凡姦臣皆欲順人主之心以取親幸之勢者也。是以主有所善,臣從而譽之;主有所憎,臣因而毁之。

新字:凡姦臣皆欲順人主之心以取親幸之勢者也。是以主有所善,臣従而誉之;主有所憎,臣因而毁之。

書き下し

凡そ姦臣は皆な人主の心に順いて、以て信幸の勢いを取らんと欲する者なり。是を以て主善みする所有れば、臣従いて之を譽む。主憎む所有れば、臣因て之を毀る。

現代語訳

そもそも不正な臣下は、みな君主の心に(上辺だけ)従って、それによって信頼され寵愛される地位を得ようとする者である。
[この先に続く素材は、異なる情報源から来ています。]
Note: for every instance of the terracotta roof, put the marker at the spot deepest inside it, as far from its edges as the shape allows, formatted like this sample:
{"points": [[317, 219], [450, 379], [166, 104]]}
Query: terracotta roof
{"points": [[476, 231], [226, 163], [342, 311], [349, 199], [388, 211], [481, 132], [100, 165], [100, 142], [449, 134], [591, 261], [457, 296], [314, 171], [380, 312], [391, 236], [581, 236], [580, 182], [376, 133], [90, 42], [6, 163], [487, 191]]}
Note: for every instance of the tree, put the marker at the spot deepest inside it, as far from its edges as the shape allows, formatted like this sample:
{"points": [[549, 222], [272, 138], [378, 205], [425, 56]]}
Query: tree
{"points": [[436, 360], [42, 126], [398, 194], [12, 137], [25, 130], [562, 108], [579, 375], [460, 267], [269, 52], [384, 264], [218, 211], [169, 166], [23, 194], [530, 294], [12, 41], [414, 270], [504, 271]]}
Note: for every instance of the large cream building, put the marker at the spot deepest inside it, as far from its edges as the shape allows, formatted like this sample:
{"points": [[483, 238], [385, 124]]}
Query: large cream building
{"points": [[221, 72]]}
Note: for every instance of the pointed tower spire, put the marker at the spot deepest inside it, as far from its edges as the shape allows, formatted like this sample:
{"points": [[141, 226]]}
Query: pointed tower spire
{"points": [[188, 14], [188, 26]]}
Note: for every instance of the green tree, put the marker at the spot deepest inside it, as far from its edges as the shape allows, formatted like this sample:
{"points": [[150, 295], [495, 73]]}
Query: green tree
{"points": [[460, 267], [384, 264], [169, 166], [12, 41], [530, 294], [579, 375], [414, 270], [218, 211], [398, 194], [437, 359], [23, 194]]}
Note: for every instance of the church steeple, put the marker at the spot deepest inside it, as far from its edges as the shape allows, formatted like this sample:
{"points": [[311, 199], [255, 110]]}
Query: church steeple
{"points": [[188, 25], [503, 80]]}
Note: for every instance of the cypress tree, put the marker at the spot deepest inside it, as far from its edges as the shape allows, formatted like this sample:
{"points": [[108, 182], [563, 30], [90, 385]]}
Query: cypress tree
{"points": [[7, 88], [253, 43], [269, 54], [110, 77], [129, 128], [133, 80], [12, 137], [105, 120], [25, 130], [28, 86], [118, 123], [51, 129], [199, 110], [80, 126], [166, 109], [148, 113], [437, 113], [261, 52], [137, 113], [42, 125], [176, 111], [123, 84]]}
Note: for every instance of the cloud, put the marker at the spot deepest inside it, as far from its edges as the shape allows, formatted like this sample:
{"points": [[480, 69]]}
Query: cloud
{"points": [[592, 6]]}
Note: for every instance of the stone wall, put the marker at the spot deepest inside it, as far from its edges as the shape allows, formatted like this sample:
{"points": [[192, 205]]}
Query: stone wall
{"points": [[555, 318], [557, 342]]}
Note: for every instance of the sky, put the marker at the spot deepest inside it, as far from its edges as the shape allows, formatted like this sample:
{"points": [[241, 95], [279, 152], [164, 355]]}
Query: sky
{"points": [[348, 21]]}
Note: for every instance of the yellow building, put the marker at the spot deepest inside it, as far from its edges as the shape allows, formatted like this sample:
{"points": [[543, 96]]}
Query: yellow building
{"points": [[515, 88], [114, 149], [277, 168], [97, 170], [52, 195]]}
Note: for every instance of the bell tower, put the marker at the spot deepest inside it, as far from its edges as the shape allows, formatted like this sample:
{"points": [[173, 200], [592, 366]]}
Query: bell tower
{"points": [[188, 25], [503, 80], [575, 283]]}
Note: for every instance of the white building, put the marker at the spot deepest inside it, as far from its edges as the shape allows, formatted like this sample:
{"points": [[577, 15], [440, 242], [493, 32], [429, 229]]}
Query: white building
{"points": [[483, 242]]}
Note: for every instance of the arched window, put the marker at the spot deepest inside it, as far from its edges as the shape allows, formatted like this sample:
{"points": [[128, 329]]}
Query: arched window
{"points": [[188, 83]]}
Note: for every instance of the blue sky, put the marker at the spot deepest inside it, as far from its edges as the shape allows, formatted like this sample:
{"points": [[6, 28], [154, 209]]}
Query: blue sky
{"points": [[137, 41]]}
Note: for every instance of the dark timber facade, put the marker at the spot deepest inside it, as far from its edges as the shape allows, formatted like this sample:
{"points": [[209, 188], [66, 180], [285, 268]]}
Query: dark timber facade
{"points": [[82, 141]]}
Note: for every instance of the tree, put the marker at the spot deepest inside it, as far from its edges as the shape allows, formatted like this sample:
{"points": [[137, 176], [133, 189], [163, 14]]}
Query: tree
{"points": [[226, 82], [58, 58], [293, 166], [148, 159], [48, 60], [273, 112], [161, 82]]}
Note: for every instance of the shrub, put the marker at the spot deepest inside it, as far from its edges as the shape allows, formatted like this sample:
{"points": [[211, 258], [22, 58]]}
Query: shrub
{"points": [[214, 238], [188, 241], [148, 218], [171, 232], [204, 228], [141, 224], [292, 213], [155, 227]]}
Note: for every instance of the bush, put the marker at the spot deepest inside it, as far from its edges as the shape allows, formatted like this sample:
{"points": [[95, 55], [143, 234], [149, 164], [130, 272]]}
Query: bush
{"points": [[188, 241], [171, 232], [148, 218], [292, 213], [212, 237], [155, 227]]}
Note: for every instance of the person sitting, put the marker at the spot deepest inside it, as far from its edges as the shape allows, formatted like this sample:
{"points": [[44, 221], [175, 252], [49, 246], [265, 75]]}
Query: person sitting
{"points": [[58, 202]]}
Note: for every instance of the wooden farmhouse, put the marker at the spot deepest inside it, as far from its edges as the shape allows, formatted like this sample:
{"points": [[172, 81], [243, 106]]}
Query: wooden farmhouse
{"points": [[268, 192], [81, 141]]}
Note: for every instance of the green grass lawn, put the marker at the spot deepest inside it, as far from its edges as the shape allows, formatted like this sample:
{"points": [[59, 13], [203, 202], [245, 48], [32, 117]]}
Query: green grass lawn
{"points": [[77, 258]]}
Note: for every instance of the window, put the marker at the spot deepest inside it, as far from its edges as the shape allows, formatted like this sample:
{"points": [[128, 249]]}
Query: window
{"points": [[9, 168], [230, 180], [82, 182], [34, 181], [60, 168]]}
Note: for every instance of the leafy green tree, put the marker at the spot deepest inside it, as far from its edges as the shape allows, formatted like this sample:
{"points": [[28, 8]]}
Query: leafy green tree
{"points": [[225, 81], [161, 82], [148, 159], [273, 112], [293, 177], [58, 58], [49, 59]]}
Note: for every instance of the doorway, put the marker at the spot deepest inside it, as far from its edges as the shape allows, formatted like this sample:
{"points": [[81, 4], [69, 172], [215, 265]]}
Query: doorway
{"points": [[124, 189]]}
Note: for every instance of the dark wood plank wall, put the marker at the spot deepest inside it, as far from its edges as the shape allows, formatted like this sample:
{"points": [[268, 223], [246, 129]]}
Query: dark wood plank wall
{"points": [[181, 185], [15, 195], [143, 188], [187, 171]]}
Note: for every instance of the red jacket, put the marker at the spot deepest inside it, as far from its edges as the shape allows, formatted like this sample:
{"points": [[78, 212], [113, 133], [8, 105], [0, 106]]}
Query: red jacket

このため、君主が良いと思うものがあれば、臣下はそれに従って褒め、君主が憎むものがあれば、臣下はそれに乗じてけなす。

解説

人をだます家来というのは、皆、君主の心の動きに合わせて機嫌を取り、気に入られる地位を得ようとする者たちです。だから君主が良いと思うものがあれば、それに調子を合わせて褒めそやし、君主が嫌うものがあれば、一緒になってけなします。これは人の上に立つ人なら誰でも気をつけたい落とし穴です。会社の上司、学校の先生、家庭の親であっても、自分の顔色ばかり伺って何でも「その通りです」と言ってくる人を重んじていると、都合の良い言葉しか耳に入らなくなり、物事の本当の姿が見えなくなります。反対意見を言う人を遠ざけ、機嫌取りの言葉ばかり聞いていれば、気づいた時には自分だけが取り残された裸の王様になってしまいます。耳の痛い本音を言ってくれる人を大切にする姿勢が欠かせません。